В “Бибигоне” действие (или часть действия, “Бибигона” я с тех пор не освежал в памяти) происходило на досконально известном мне участке перед дачей Чуковских. Индюка Брундуляка я, врать не буду, не видел. Но с тех пор заинтересовало меня преобразование жизни в литературу. Или, может быть, превращение литературы в главную (для меня) реалию жизни?
Первого экземпляра “Бибигона” я не дождался. “Бибигона” запретили — Корнею Ивановичу не привыкать было к тому, его и за какую-то военную басню (где мартышка становилась пулеметчиком) секли в газетах.
Вроде бы и не понять сегодня, что не устраивало власть в “Бибигоне”.
Я уверен, что критика всех новых басен, сочиненных Чуковским в советское время, — месть за не исправленного им “Мойдодыра”, настолько зачитанного детьми, что запрещать его тоже показалось бы не совсем политически верным.
Детская литература нужна была советской власти как никакой другой. Власть видела необходимость в конструировании нового человека — и когда же, как не с детства, полагали наверху, надо и начинать, не откладывая, социальное конструирование. Много позднее, в иные, как некоторым показалось времена, книжка о детском писателе Льве Кассиле (тоже нашем, из Переделкина) так и называлась: “Главный конструктор”.
Очень нужны были детские писатели — и таких упрямых, как Чуковский, рациональнее было перевоспитать, исправить, выжать из него все, на что старик способен, но не отказываться вовсе от его услуг.
Жизнь Корнея Ивановича складывалась из того, что “Мойдодыр”, оставаясь укором за мамину спальню, не переставал быть и кормильцем, и защитником.

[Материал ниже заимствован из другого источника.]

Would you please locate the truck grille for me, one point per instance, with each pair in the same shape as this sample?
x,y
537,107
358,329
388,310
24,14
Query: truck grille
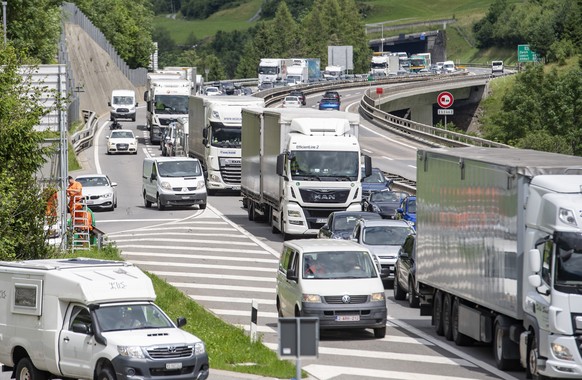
x,y
169,352
230,169
353,299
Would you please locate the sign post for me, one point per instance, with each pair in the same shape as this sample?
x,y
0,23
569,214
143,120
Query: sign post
x,y
445,99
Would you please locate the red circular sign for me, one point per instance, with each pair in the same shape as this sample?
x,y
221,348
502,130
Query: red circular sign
x,y
445,99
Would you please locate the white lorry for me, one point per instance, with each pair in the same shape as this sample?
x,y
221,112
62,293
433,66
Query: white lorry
x,y
166,97
499,254
214,137
90,319
298,166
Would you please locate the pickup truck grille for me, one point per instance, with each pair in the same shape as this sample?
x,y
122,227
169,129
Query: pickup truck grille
x,y
169,352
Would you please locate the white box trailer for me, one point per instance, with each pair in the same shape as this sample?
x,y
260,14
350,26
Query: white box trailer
x,y
499,253
87,319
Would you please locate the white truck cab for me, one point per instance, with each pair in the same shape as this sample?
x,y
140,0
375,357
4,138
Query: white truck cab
x,y
90,319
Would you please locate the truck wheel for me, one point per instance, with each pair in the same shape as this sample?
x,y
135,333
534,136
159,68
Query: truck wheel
x,y
437,313
380,332
447,325
399,293
459,338
25,370
413,300
106,373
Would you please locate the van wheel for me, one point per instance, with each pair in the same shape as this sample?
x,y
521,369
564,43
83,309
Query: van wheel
x,y
27,371
106,373
380,332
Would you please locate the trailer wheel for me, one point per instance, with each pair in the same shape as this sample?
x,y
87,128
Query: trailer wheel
x,y
25,370
447,325
437,313
459,338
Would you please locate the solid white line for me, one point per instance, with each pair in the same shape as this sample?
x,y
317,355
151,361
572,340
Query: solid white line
x,y
200,265
215,276
453,350
197,257
386,355
326,372
222,287
202,298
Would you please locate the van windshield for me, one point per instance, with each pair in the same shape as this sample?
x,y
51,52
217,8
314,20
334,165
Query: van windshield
x,y
130,317
338,265
186,168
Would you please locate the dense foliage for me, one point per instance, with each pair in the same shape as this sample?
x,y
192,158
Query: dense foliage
x,y
553,28
22,211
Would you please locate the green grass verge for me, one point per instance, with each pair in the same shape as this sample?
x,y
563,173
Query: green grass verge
x,y
229,348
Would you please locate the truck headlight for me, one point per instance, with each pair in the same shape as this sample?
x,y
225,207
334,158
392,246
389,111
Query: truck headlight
x,y
377,297
131,351
311,298
199,348
562,352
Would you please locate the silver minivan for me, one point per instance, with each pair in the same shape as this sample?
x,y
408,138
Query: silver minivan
x,y
336,281
173,181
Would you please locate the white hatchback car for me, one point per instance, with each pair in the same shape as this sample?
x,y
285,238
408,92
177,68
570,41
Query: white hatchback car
x,y
121,141
336,281
98,191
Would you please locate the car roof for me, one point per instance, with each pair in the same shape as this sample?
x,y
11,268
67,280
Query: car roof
x,y
317,245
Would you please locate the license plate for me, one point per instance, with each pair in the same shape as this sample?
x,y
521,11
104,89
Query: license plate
x,y
347,318
173,365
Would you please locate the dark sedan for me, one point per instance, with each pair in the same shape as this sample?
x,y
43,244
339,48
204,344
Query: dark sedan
x,y
384,202
405,272
340,224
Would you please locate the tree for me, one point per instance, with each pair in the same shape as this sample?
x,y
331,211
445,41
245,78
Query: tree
x,y
22,208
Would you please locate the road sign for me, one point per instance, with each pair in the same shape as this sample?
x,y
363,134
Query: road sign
x,y
445,99
525,54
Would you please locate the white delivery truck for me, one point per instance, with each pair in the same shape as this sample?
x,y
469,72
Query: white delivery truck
x,y
215,137
298,166
90,319
166,98
122,105
499,253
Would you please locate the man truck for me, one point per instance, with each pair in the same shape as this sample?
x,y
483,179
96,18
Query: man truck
x,y
499,254
298,166
214,137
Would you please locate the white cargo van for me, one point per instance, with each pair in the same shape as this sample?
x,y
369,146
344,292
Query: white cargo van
x,y
336,281
90,319
173,181
122,104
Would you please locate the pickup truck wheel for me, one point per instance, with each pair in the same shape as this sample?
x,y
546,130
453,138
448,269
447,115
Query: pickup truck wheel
x,y
399,293
437,313
447,325
106,373
27,371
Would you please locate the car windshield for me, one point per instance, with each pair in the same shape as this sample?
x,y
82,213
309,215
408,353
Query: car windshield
x,y
179,168
386,235
130,317
93,181
122,135
336,265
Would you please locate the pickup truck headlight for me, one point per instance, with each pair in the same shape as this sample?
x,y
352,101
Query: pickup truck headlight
x,y
311,298
131,351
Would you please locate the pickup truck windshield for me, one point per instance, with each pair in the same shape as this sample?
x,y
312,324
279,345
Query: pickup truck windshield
x,y
129,317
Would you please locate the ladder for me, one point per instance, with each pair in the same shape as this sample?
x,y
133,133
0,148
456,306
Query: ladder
x,y
80,223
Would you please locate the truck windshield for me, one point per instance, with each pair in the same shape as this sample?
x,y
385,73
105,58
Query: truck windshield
x,y
171,104
225,137
129,317
186,168
320,165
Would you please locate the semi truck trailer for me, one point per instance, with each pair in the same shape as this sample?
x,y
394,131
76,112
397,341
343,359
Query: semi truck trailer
x,y
298,166
499,254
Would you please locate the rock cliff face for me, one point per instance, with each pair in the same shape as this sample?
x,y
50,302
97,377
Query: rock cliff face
x,y
94,71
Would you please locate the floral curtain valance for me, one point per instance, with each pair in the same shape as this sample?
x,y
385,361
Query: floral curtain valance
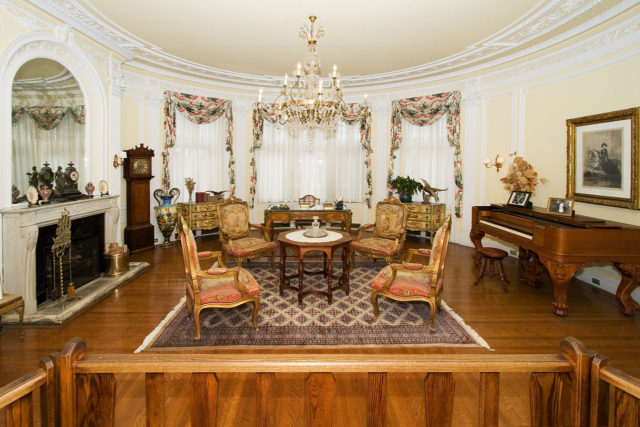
x,y
48,117
356,113
423,111
200,110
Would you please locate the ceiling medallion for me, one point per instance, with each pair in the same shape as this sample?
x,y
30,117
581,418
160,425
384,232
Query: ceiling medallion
x,y
305,102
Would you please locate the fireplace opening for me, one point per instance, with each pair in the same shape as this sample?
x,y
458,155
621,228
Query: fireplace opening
x,y
87,261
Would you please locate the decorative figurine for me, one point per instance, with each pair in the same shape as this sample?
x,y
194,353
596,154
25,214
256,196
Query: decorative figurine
x,y
45,175
45,192
90,188
166,213
33,177
59,180
429,191
15,193
191,185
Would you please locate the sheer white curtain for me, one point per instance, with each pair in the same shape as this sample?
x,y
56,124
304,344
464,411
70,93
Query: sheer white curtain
x,y
291,164
200,154
425,152
33,146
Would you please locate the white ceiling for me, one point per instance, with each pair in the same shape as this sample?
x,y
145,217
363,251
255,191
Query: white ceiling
x,y
363,37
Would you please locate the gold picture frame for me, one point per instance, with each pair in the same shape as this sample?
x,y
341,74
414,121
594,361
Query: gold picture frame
x,y
602,159
558,206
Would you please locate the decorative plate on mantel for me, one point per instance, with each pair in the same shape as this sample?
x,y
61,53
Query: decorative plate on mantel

У советских детей должна быть своя классика — пусть пока воспитываются на ней (гигиена в государственном масштабе никем не отменена), а про мамину спальню все равно не поймут.

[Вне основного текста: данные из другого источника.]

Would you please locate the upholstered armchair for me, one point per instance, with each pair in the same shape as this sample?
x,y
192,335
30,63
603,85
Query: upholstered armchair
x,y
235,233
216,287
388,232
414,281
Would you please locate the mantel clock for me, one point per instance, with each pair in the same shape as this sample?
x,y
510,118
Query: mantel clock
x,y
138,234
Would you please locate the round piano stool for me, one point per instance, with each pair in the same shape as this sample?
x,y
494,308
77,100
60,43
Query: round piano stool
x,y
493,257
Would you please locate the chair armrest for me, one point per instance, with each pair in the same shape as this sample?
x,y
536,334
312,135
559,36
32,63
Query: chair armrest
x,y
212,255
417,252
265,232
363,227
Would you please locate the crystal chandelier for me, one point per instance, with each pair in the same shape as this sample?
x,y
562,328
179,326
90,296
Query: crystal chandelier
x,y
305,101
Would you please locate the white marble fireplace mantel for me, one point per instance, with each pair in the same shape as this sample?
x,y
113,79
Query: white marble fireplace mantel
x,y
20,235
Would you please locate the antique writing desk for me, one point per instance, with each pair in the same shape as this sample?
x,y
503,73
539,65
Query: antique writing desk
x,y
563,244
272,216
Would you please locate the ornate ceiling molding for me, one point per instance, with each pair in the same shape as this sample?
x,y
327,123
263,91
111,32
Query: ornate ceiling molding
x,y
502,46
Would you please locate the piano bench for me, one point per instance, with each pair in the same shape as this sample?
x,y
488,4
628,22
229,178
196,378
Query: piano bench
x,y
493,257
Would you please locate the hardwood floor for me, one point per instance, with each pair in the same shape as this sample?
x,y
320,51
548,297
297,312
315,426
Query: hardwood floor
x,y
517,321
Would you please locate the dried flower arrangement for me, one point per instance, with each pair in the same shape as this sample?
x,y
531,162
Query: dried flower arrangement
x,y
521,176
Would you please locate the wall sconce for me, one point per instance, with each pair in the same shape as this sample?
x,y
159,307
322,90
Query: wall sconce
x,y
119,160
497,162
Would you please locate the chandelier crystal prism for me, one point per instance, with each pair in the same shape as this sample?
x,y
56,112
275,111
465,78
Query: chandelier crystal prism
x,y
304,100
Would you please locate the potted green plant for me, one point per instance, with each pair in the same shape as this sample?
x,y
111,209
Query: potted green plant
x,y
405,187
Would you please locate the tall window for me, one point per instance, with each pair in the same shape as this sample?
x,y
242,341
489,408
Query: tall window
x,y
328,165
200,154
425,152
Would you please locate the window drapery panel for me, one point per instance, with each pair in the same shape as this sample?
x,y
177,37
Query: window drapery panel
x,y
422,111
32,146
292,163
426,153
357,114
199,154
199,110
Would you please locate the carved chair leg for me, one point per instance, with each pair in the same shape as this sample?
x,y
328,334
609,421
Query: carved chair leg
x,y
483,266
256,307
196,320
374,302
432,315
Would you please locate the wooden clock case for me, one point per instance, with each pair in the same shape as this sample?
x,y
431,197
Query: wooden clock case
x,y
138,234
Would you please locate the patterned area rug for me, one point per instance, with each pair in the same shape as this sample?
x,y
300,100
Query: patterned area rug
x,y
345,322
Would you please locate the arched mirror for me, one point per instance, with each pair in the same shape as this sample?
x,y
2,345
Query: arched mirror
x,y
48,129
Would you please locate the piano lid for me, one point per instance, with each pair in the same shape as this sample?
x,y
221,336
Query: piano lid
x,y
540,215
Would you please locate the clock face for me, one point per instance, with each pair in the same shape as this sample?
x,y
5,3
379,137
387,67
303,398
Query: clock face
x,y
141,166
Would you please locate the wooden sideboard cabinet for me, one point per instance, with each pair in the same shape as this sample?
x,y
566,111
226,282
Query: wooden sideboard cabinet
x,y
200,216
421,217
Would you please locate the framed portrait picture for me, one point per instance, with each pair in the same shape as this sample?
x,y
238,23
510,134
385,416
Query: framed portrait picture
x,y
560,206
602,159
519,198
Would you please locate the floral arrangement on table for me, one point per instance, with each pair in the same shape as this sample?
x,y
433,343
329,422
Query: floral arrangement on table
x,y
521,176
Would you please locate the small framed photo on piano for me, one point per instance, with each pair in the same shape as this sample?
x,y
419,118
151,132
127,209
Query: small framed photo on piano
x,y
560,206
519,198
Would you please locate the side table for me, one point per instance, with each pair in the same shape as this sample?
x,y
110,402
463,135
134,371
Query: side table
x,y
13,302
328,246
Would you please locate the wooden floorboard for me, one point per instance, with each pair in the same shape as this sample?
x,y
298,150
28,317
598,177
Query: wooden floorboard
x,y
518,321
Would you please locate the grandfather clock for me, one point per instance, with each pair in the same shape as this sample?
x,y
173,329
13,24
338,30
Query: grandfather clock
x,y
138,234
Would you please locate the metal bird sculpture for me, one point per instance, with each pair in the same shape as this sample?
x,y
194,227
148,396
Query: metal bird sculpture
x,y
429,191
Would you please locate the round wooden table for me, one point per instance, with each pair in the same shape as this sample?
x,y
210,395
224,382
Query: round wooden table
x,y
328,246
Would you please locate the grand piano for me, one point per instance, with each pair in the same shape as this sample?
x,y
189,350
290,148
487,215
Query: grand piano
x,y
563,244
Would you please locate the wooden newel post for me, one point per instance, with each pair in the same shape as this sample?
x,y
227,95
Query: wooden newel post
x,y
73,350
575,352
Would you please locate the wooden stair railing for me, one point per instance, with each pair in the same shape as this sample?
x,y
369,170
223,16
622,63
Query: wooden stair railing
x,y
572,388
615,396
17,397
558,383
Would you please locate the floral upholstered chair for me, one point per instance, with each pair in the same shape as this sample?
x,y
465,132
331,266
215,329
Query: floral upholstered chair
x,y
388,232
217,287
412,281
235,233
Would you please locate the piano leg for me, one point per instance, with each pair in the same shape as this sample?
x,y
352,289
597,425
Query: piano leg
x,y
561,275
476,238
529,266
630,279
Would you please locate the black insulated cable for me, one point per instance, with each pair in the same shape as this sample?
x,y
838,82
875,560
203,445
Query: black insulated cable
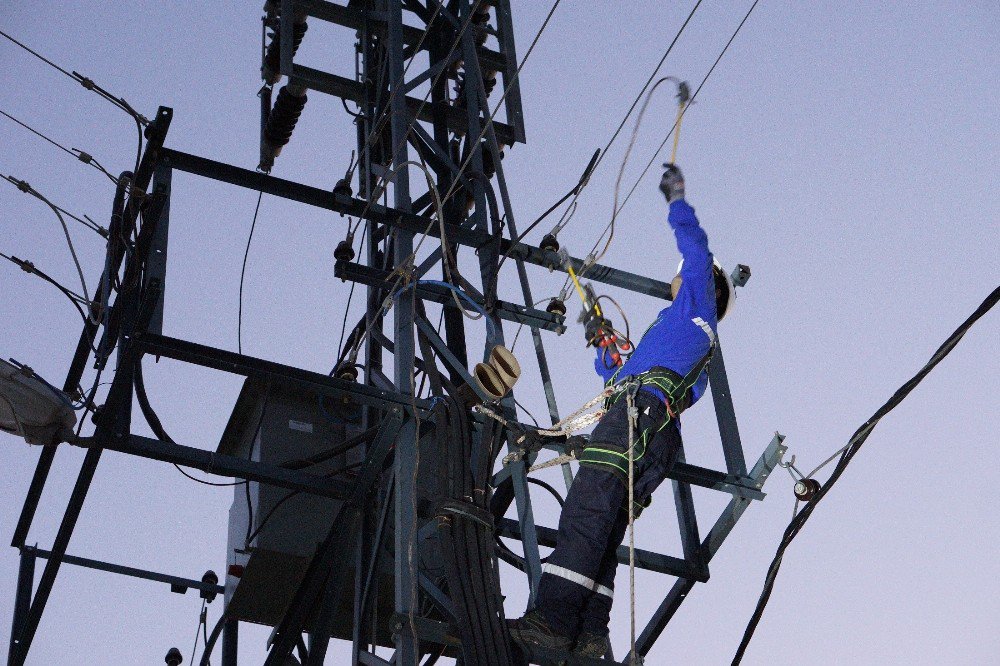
x,y
853,446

Кстати, случай с маминой спальней показывает, что не писатель идет за читателем, а читатель каким-то образом приноравливается к странностям и капризам автора (вроде ни в какие советские ворота — тем более квартиры — повторяю, не лезущая мамина спальня).

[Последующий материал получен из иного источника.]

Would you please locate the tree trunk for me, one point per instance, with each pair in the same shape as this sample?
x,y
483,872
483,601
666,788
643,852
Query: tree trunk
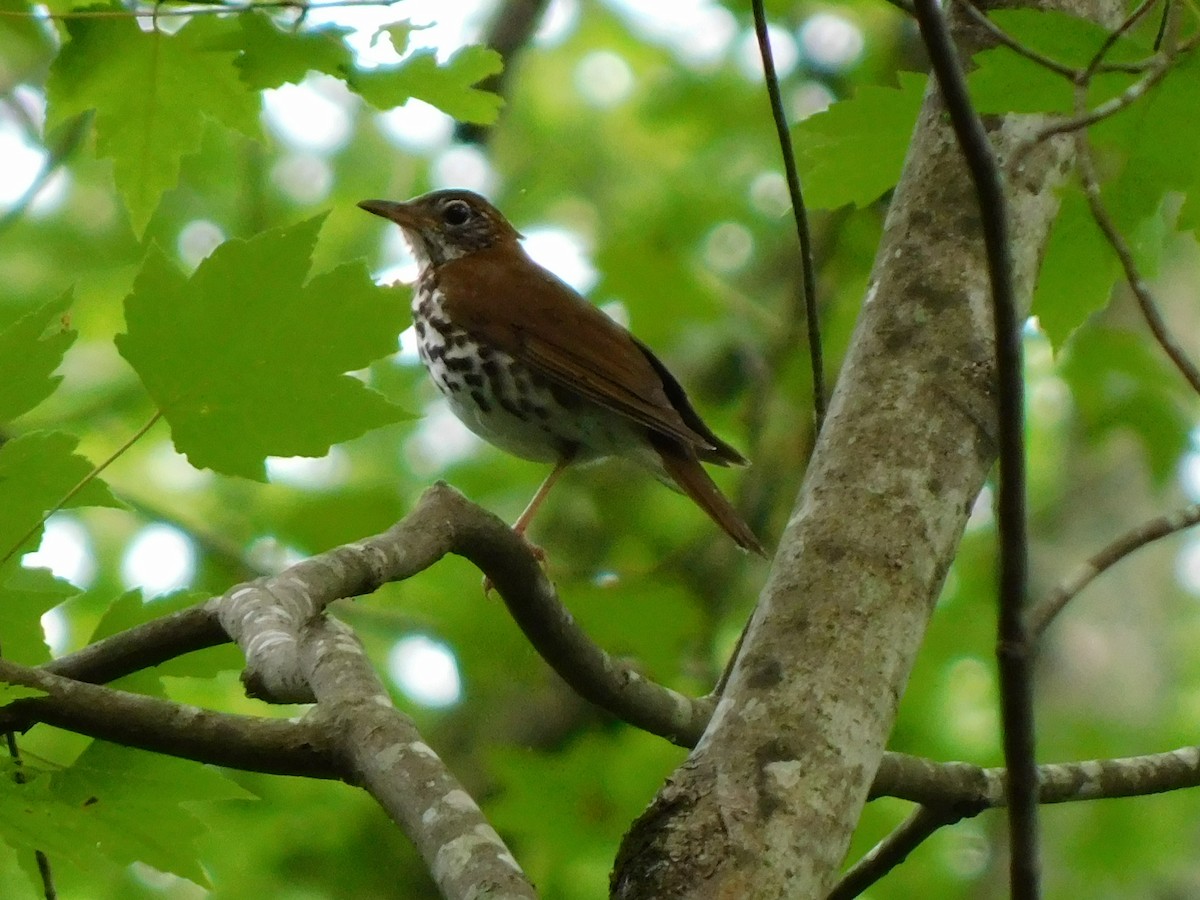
x,y
766,804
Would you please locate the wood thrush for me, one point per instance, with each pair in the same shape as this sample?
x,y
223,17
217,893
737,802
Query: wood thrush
x,y
534,369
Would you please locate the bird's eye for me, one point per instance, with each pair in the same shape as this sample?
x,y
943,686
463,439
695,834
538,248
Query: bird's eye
x,y
456,213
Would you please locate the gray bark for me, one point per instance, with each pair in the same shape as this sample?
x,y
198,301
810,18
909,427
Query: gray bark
x,y
767,803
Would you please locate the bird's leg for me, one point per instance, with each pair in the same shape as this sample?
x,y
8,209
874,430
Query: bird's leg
x,y
526,517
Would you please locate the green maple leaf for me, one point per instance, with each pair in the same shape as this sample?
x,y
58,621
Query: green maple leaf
x,y
153,94
853,151
270,57
25,595
30,349
36,472
246,360
447,85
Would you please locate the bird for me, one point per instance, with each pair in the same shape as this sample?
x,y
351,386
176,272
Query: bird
x,y
534,369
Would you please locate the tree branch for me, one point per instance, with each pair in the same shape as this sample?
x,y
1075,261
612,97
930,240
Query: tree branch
x,y
951,792
893,850
275,747
1083,575
1014,645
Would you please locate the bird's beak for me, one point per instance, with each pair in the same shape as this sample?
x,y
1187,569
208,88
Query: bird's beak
x,y
402,214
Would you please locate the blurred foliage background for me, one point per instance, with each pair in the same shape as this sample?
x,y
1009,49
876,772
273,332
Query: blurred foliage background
x,y
635,150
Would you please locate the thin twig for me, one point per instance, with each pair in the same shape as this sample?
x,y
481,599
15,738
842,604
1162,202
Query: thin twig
x,y
1156,71
947,792
43,862
799,213
82,484
509,31
1000,36
1014,648
895,847
1141,291
1137,538
191,10
271,745
1115,35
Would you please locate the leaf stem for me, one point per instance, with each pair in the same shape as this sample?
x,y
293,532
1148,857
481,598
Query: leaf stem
x,y
82,484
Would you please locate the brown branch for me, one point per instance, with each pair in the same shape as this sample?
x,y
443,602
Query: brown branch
x,y
442,522
509,33
1134,539
934,784
1002,37
895,847
951,792
381,749
256,744
162,10
1138,285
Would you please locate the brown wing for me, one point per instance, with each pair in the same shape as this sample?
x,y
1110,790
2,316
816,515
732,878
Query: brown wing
x,y
563,337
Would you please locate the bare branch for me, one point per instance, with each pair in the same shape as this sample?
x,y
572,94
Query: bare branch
x,y
1014,647
816,357
382,750
1138,285
1083,575
893,850
934,784
442,522
256,744
1002,37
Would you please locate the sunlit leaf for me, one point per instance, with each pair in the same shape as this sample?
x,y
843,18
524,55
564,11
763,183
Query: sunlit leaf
x,y
447,85
30,349
246,360
852,153
153,94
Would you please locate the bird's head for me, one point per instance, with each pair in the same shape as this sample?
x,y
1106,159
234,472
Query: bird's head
x,y
445,225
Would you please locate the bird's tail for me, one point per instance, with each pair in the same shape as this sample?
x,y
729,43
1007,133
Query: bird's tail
x,y
689,475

Власти пришлось смириться с популярностью этого старика и даже найти в ней прямую пользу — утверждать именем Чуковского авторитет необходимой ей, как рычаг воздействия на завтрашнюю публику, детской литературы.
Власть дала ему понять, что Маршаком, Михалковым и Барто она довольна больше, — и то, что старикан суетиться перед клиентом не захотел, вызывало и некоторое уважение. К тому же многократным сталинским лауреатам в хрущевские времена тоже пора было дать понять, что свет на них не сошелся.
Помощник Хрущева Владимир Лебедев (помогавший Твардовскому с публикацией Солженицына) много сделал и для того, чтобы входившую в моду медаль с изображением не менее популярного, чем Корней, дедушки надеть на неприлично пустующий лацкан Корнея.
За детскую литературу премировать Чуковского было бы не совсем педагогично — те, кто надо, помнили, что вдова изображенного на медали дедушки много крови попортила в свое время сочинителю “Мойдодыра” (под “Мойдодыром” я объединяю все знаменитые работы Корнея Ивановича для детей).
И выход был найден. Премию Чуковский получил за книгу о Некрасове.
Думаю, что такой вариант Корнея Ивановича и больше устраивал.
Он не показывал виду, но репутация советских лет — исключительно как автора для детей — его тяготила. “Я очутился в узком промежутке, / Ведь я мог дать / Не то, что дал, / Что мне давалось ради шутки”.
Это не из “Одолеем Бармалея” — это никогда не сочинявший для детей Сергей Есенин, которого Чуковский, не сомневаюсь, хорошо знал.